Most Patients With HCV-associated Lymphoma Present With Mild Liver Disease

A Call to Revise Antiviral Treatment Prioritization

Harrys A. Torres; Parag Mahale


Liver International. 2015;35(6):1661-1664. 

In This Article

Abstract and Introduction


Background & Aims Hepatitis C virus (HCV) is associated with development of B-cell non-Hodgkin lymphoma (HCV-NHL). Antiviral therapy (AVT) is prioritized in HCV-infected patients with significant fibrosis/cirrhosis. It is unknown whether current recommendations based on liver parameters cover the risk of HCV-NHL development. We aimed to evaluate the liver disease stages of patients with HCV-NHL.

Methods Hepatitis C virus-NHL patients seen at MD Anderson Cancer Center between 2008 and 2014 were evaluated for underlying liver disease within a year of HCV-NHL diagnosis by non-invasive fibrosis markers, radiology or liver biopsy. Included patients were observed retrospectively (2008–2012) or prospectively (2012–2014).

Results Eightynine patients with HCV-NHL were evaluated. Most patients had genotype 1 (62%) infection, had diffuse large B cell lymphomas (62%), and detectable HCV RNA (90%) at NHL diagnosis. Notably, advanced liver disease (Metavir stage ≥ 3) was present in only 18% of the patients at the time of HCV-NHL diagnosis. All 53 patients with chronic HCV infection documented before lymphoma diagnosis were seen by HCV-treating physicians. Providers did not recommend AVT in almost one half of cases (44%), mostly because of the lack of advanced liver disease at HCV diagnosis (38%).

Conclusions Most patients with HCV-NHL have mild liver disease at cancer diagnosis. Our findings suggest the need for early initiation of AVT in infected patients to eradicate HCV infection and its extra-hepatic manifestations. Treatment prioritization and cost must be weighed against the potential benefits of preventing NHL.


Hepatitis C virus (HCV) infection is an established risk factor for cirrhosis and hepatocellular carcinoma.[1] Anti-HCV seropositivity also increases mortality from several extra-hepatic diseases, including non-liver cancers.[2] HCV is a lymphotropic virus and has been associated with several lymphoproliferative disorders, including B-cell non-Hodgkin lymphoma (NHL).[3–6] Prevalence of HCV infection in patients with B-cell NHL has been reported to be as high as 15%,[7] with multiple reports of lymphoma regression after antiviral therapy and attainment of sustained virological response (SVR).[3,5,8] A retrospective study reported lower cumulative incidence rates of lymphoma in HCV-infected patients treated with interferon (IFN) therapy as compared with those who were untreated, suggesting possible prevention of B-cell NHL using HCV therapy.[9]

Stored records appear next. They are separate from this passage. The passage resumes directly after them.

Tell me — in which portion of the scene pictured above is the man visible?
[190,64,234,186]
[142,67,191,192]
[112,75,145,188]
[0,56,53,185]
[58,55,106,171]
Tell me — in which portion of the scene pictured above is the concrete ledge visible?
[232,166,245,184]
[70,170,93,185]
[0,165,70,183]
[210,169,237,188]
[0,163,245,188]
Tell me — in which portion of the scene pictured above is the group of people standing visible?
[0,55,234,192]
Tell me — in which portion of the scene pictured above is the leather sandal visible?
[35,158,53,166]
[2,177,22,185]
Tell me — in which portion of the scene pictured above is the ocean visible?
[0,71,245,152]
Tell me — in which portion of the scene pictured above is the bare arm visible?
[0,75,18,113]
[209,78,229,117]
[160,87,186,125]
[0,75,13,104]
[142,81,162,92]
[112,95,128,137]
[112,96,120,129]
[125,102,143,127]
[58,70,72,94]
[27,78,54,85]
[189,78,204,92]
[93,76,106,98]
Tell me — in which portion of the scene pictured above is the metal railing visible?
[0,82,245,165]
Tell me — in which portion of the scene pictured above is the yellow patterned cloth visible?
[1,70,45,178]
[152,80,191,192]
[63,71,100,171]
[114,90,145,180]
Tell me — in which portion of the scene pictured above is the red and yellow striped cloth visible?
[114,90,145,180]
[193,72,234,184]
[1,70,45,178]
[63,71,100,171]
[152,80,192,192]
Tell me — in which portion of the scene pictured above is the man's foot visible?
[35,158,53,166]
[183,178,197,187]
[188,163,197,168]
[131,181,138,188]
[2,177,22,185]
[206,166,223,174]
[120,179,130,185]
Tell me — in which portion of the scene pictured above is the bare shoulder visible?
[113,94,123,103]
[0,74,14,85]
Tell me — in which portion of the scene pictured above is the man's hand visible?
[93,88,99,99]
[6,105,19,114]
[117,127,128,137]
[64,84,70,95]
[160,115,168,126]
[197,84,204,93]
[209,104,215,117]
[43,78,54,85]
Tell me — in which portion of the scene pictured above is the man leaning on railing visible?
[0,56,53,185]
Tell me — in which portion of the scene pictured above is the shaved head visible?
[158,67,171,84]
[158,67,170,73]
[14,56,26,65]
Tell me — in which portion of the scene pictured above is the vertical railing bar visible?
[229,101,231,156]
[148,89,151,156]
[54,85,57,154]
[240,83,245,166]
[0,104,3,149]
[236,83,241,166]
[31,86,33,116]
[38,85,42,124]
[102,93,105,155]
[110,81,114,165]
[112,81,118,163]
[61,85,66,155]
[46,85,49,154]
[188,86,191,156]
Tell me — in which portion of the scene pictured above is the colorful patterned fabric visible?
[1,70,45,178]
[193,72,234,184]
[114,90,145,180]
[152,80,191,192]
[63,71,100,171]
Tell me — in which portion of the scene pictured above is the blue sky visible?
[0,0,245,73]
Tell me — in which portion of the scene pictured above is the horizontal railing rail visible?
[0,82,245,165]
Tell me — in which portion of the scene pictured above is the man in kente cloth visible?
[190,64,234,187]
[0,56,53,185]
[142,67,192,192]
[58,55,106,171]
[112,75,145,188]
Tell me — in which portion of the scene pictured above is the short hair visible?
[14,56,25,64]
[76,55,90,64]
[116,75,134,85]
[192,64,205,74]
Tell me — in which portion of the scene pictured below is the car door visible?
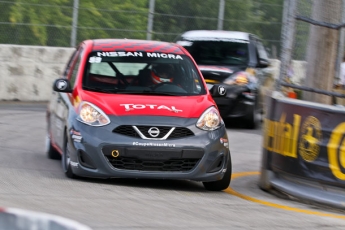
[51,46,82,149]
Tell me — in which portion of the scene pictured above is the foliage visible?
[0,0,283,49]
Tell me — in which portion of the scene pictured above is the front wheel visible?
[202,154,232,191]
[45,133,61,160]
[61,136,77,178]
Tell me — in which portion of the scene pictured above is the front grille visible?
[102,145,204,172]
[107,156,199,172]
[113,125,194,140]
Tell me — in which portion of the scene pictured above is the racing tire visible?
[244,108,260,129]
[45,134,61,160]
[202,154,232,191]
[61,136,77,179]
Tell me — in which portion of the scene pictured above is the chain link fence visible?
[276,0,345,104]
[0,0,283,58]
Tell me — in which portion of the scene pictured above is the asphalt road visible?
[0,102,345,230]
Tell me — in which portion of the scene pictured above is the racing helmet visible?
[151,64,174,84]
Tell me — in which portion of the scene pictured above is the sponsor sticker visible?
[133,141,176,148]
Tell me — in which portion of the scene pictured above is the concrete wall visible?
[0,45,305,101]
[0,45,74,101]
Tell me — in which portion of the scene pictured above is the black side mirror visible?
[210,84,226,97]
[258,59,270,68]
[53,78,72,93]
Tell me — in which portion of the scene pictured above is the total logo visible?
[120,104,182,113]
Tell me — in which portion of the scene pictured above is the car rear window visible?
[180,40,249,65]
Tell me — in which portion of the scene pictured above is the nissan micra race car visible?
[46,39,231,191]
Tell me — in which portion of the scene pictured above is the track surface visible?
[0,102,345,230]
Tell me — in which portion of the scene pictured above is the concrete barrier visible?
[0,45,305,101]
[0,208,91,230]
[0,45,74,101]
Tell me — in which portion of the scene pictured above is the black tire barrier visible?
[259,92,345,209]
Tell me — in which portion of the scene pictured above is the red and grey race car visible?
[46,39,231,190]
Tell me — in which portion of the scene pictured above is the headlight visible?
[77,101,110,126]
[224,71,249,85]
[196,106,223,130]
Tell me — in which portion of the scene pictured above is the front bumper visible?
[69,116,230,181]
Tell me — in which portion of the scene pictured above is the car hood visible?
[75,91,214,118]
[198,65,245,84]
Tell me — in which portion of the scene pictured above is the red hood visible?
[74,91,214,118]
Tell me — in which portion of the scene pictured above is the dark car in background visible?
[175,30,269,129]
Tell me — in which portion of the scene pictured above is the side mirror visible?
[53,78,72,93]
[210,84,226,97]
[258,59,270,68]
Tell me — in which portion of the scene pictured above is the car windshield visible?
[83,52,206,96]
[183,40,249,65]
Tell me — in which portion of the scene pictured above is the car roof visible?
[85,39,185,54]
[181,30,252,41]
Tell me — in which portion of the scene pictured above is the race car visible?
[175,30,269,129]
[46,39,232,191]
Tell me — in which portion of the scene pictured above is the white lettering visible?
[133,105,146,109]
[147,105,157,109]
[147,53,157,57]
[120,104,182,113]
[157,105,171,111]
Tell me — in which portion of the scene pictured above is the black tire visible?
[61,136,77,179]
[45,134,61,160]
[244,108,259,129]
[202,153,232,191]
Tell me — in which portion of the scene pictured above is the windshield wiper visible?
[83,86,119,93]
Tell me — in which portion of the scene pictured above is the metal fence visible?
[276,0,345,104]
[0,0,283,58]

Current HCV treatment recommendations are mainly based on the severity of underlying liver disease. Recent HCV treatment guidelines suggest that 'highest priority' should be given to patients with advanced liver disease (Metavir score F3–F4), liver transplant recipients and patients with severe extrahepatic manifestations; but concerns regarding B-cell NHL were not addressed.[10]

None of the epidemiological studies of the association between HCV infection and NHL have evaluated patients' liver fibrosis stage at cancer diagnosis. It is essential to determine whether current recommendations based on liver-related parameters cover the risk of development extra-hepatic manifestations of HCV infection such as B-cell NHLs. In this study, we aimed to ascertain the liver disease status of such patients and hypothesize that most patients with HCV-associated NHL present with mild liver disease at cancer diagnosis.